Introduction
It is very important to access SQL database from RStudio to carry on with the down stream analysis. Below is what you can expect from this post:
Accessing SQL server hosted on your local computer
Accessing SQL server hosted on a cloud, Azure Cloud in this case
We will be using R’s RODBC
package for doing this.
This post assumes that you already have a local SQL server running on your computer and know credentials to access Azure SQL server database.
So let’s get started.
1. Accessing SQL server hosted on your local computer
A. The first step to connect to a local SQL server is to create a data source. You can see the path to reach that point from the image below.
B. The click on “Add” to select a driver for the SQL Server. In this case we choose SQL Server and click on Finish.
C. Next we have to provide a name to the data source, a description and the server we want to connect to. Description is optional. After providing these details click Next.
D. In the next step we go ahead with Wndows NT authentication and click Next
E. Finally, change the default database to “AdventureWorksLT2012” and click Next till Finish
F. Thats it, we can see below that we have successfully created a new data source with the name “DemoData1”
G. Now we switch over to the RStudio and install and load the RODBC
package. Then create a odbcConnect
object with the data source as the input
library(RODBC)
# Create a connection object with data source as the input
con <- odbcConnect("DemoData1")
H. We can take a look at all the tables in the database or under a specific schema using sqlTables
function
tables <- sqlTables(con, schema = "SalesLT")
tables$TABLE_NAME
## [1] "Address" "Customer"
## [3] "CustomerAddress" "Product"
## [5] "ProductCategory" "ProductDescription"
## [7] "ProductModel" "ProductModelProductDescription"
## [9] "SalesOrderDetail" "SalesOrderHeader"
## [11] "vGetAllCategories" "vProductAndDescription"
## [13] "vProductModelCatalogDescription"
I. From here on, we can infact start accessing each of the tables and tranfering tables as data frame in to R environment.
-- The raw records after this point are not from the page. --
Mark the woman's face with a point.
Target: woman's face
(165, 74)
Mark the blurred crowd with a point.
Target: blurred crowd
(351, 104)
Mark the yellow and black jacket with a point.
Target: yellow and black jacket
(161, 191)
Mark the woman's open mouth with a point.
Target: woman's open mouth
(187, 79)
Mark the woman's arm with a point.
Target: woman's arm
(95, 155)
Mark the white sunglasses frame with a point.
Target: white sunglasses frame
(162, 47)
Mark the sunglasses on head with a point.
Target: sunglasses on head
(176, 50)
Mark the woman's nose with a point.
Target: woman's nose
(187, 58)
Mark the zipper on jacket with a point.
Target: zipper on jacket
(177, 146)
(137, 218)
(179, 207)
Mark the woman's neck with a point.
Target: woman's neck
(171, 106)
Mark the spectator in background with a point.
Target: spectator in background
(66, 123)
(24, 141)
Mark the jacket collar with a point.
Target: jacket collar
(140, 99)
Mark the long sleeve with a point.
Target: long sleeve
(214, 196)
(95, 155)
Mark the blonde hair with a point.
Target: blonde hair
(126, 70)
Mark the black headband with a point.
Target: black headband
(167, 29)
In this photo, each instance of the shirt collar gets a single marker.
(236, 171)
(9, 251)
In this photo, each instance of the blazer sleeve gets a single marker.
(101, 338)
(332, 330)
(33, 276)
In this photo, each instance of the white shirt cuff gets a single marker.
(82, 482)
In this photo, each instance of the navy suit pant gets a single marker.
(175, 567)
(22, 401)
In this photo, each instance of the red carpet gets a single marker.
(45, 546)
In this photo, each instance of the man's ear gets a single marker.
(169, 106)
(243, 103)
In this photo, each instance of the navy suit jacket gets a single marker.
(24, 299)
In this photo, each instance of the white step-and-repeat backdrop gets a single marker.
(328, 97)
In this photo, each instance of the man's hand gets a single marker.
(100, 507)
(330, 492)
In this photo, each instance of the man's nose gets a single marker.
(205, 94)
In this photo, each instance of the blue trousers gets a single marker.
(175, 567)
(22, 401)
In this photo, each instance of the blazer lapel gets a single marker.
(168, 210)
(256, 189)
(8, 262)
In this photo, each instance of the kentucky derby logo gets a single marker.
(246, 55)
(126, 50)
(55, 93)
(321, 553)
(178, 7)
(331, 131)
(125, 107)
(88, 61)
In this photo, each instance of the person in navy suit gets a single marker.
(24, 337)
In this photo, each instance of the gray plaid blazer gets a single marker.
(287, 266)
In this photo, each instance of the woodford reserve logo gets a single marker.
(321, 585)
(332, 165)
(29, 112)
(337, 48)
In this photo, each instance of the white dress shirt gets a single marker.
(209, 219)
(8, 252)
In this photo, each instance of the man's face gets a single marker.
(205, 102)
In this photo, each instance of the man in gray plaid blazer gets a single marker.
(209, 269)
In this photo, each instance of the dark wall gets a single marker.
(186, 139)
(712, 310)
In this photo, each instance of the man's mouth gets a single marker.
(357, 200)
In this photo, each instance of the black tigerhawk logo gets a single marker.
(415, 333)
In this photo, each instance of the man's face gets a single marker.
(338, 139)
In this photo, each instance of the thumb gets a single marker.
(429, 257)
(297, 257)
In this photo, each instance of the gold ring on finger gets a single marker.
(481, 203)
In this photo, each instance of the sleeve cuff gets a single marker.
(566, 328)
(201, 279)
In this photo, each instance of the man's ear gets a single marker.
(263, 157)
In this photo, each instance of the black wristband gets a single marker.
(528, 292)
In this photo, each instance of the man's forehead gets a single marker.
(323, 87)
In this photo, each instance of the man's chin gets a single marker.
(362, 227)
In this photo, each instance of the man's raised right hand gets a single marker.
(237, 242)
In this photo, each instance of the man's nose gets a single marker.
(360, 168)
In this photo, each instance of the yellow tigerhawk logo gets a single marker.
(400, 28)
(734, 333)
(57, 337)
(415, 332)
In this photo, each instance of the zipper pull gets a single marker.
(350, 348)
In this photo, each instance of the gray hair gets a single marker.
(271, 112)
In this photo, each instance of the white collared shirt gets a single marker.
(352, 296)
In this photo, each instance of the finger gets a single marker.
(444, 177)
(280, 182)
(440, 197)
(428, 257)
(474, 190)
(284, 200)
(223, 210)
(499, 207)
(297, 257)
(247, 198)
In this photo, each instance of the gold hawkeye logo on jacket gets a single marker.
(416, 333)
Lets try it out.
df <- sqlQuery(con,
"
SELECT *
FROM SalesLT.ProductCategory
")
J. We can take a look at all columns in a particular table
sqlColumns(con, "SalesLT.Product")$COLUMN_NAME
## [1] "ProductID" "Name"
## [3] "ProductNumber" "Color"
## [5] "StandardCost" "ListPrice"
## [7] "Size" "Weight"
## [9] "ProductCategoryID" "ProductModelID"
## [11] "SellStartDate" "SellEndDate"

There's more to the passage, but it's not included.